# moebius spiderman painting step by step ???



## roadflea (Jul 14, 2009)

i started this kit on sat still have to glue and putty does anyone care to give a painting step by step on this kit ???


----------



## razorwyre1 (Jan 28, 2004)

well i did a horizon spidey some years back. this should be the same. 

prep and primer as usual. on my spiderman, i decided to go with a very dark, almost black blue. so i basecoated the entire model with flat black, and airbrushed highlights on all the muscles with a flat navy blue. (if you are going for a more of a modern comics appearance, simply substitute the balck with navy, and highlight with a bright blue.) once dry, it was sealed with dullcoat. allow to dry 24 hours. 
the blue sections were then covered with latex, masking them off. the red areas were basecoated with burgundy, and then highlighted with insignia red (both colors flat). once dry, the latex was peeled away, and the entire figure was again sprayed with dullcoat. 
the inside of the eyes were painted flat white. i then filled a 0.5mm technical pen with black acrylic ink, and traced the web pattern and the lines separating the red and blue areas, allowing the grooves to guide the pen tip. the outside of the eyes were painted with flat black. once again the entire model was given a coat of dullcoat.
finally pearl white was painted over the white part of the eyes. 

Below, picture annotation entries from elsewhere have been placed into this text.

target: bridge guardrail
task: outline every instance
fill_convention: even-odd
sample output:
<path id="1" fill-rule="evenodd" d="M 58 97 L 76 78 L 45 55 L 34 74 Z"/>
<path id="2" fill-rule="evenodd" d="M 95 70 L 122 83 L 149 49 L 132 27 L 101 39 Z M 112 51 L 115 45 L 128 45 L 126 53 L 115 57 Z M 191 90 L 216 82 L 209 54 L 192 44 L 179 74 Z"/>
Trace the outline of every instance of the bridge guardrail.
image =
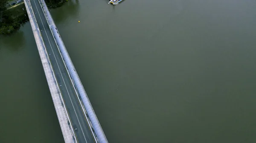
<path id="1" fill-rule="evenodd" d="M 62 110 L 63 110 L 63 113 L 64 114 L 64 116 L 65 116 L 65 118 L 66 118 L 66 120 L 67 121 L 67 125 L 68 126 L 68 127 L 70 129 L 70 130 L 71 131 L 70 133 L 71 133 L 71 134 L 72 136 L 72 139 L 73 139 L 73 142 L 72 143 L 77 143 L 76 142 L 76 137 L 75 136 L 75 133 L 73 131 L 73 128 L 72 128 L 70 126 L 70 123 L 71 121 L 70 120 L 69 117 L 68 116 L 68 114 L 67 114 L 67 109 L 66 108 L 66 107 L 64 107 L 64 100 L 62 97 L 62 96 L 61 95 L 61 92 L 60 92 L 60 90 L 59 89 L 59 86 L 58 85 L 58 83 L 57 83 L 56 81 L 57 80 L 56 79 L 56 77 L 54 73 L 53 72 L 53 69 L 52 68 L 52 63 L 51 63 L 50 60 L 49 60 L 49 58 L 48 56 L 48 53 L 47 52 L 47 50 L 46 48 L 46 46 L 45 45 L 44 45 L 44 40 L 43 39 L 43 38 L 41 36 L 41 33 L 40 32 L 40 30 L 39 29 L 39 27 L 38 26 L 38 24 L 37 23 L 37 21 L 36 20 L 35 18 L 35 14 L 34 14 L 34 11 L 33 11 L 33 9 L 31 9 L 31 5 L 30 4 L 30 2 L 29 0 L 27 0 L 27 2 L 26 1 L 27 0 L 24 0 L 24 3 L 25 4 L 25 6 L 26 7 L 26 9 L 27 9 L 27 11 L 28 11 L 28 14 L 29 14 L 29 14 L 30 14 L 30 15 L 31 16 L 32 18 L 30 18 L 30 20 L 31 20 L 31 19 L 32 20 L 33 22 L 31 22 L 31 23 L 32 22 L 34 24 L 34 26 L 35 27 L 35 28 L 36 29 L 36 31 L 37 33 L 37 34 L 38 36 L 40 39 L 40 42 L 41 43 L 41 46 L 42 46 L 42 49 L 43 51 L 44 51 L 44 52 L 45 55 L 45 57 L 46 57 L 47 58 L 47 62 L 48 63 L 48 65 L 49 65 L 49 67 L 50 68 L 50 74 L 52 74 L 52 77 L 53 77 L 54 80 L 54 84 L 55 86 L 55 87 L 56 88 L 56 90 L 57 91 L 58 94 L 58 97 L 59 98 L 59 100 L 61 102 L 61 106 L 62 107 Z M 32 28 L 33 29 L 33 28 Z M 32 29 L 33 30 L 33 29 Z M 39 50 L 39 48 L 38 48 L 38 50 Z M 40 55 L 40 57 L 41 57 L 41 55 Z M 44 65 L 43 65 L 44 66 Z M 44 67 L 44 69 L 45 70 L 45 72 L 46 72 L 45 71 L 46 69 L 44 69 L 44 67 L 43 66 L 43 67 Z M 48 81 L 48 79 L 47 79 L 47 82 Z M 50 86 L 50 83 L 48 83 L 48 84 L 49 86 Z M 51 92 L 52 92 L 52 91 L 51 91 Z M 61 124 L 61 124 L 62 124 L 62 120 L 63 119 L 63 118 L 64 117 L 61 117 L 61 115 L 59 114 L 58 114 L 58 111 L 59 112 L 59 109 L 57 108 L 57 106 L 56 106 L 56 105 L 55 105 L 55 102 L 54 102 L 54 98 L 53 97 L 53 95 L 52 94 L 52 100 L 53 100 L 54 101 L 54 105 L 55 106 L 55 110 L 56 110 L 56 112 L 57 113 L 57 115 L 58 116 L 58 119 L 59 120 L 59 122 L 60 124 Z M 63 126 L 64 126 L 64 125 L 63 125 Z M 65 140 L 66 141 L 67 141 L 67 137 L 66 136 L 65 136 L 65 135 L 67 135 L 67 132 L 65 132 L 64 130 L 65 129 L 64 129 L 63 127 L 62 127 L 62 126 L 61 126 L 61 131 L 62 132 L 63 135 L 64 135 L 64 139 L 65 139 Z"/>
<path id="2" fill-rule="evenodd" d="M 91 128 L 91 130 L 93 134 L 96 133 L 96 136 L 99 140 L 100 143 L 107 143 L 108 142 L 107 138 L 99 124 L 94 111 L 92 108 L 92 106 L 84 89 L 78 74 L 75 70 L 63 41 L 58 31 L 55 23 L 47 7 L 46 4 L 44 0 L 38 0 L 40 1 L 41 7 L 43 9 L 43 11 L 48 21 L 48 25 L 51 30 L 57 47 L 59 49 L 58 51 L 65 65 L 69 76 L 70 76 L 71 83 L 77 93 L 77 95 L 78 96 L 78 98 L 79 100 L 81 100 L 81 101 L 83 103 L 81 105 L 83 107 L 85 108 L 85 111 L 84 109 L 83 109 L 83 110 L 84 110 L 84 112 L 86 115 L 87 116 L 88 115 L 90 119 L 89 123 L 90 124 L 91 124 L 93 125 L 92 129 Z M 77 92 L 79 94 L 78 94 Z M 79 101 L 79 102 L 81 103 L 81 101 Z M 95 136 L 94 137 L 95 137 Z"/>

thats it. on the new spiderman, i might try wrapping the model in some sort of fine mesh screen before applying the highlights to recreate the tiny fishnet pattern on his movie costume.

good luck!


----------



## roadflea (Jul 14, 2009)

THANK YOU VERY MUCH i just dont know about painting sub assembles and then glueing together if i mess up the paint any tips on how to touch it up ???


----------



## otto (Jan 1, 1970)

Ahhh, very carefully!


----------



## dklange (Apr 25, 2009)

I built the arms and legs and then cleaned up the seams on all the parts. Then I sprayed the red and clear coated with semi-gloss to give a smoother surface for the drawing of the web pattern. I used a Rapidograph Technical pen #00 to Draw the web details and when dry sprayed another coat if clear. Then I masked off the red and sprayed the blue. Once dry, I glued the arms first and then the legs to the body front. Tape or rubberband the back half to the front to be certain the placement is correct while it dries. Once that is completely set, I glued the back to the front assembly and use blue masking tape to get all the seams to fit. Once that is completely set I sanded the seams lightly and filled any voids, sanded again and then air-brushed the blue and red to clean up the seams. Last I glued on the head front and cleaned all the seams and then went back and re-drew the web pattern. Sounds like a lot of messing around but it pays off in the end. I'll post photos of my Spiderman as soon as I can get it photographed. Hope this is helpful.

- Denis


----------



## djnick66 (May 2, 2008)

I just use Gunze Panel Line pens for things like the web... Gunze makes very very fine tipped marking pens for outlinging panels on model kits. They come in black, brown and dark grey. I haven't bought them lately but they have several styles and formulas. Some are what they call "wipable" so you can run them down the panel and then wipe the outside of the model to clean off any excess. They use them a lot on Gundam kits....


----------



## LGFugate (Sep 11, 2000)

I used a standard fine-tip "Sharpie" pen on my PL Spidey and the Thing kit from that other manufacturer whose name escapes me...

Larry


----------



## roadflea (Jul 14, 2009)

THANK YOU ALL very helpful i will post pics when i get him done THANKS AGAIN


----------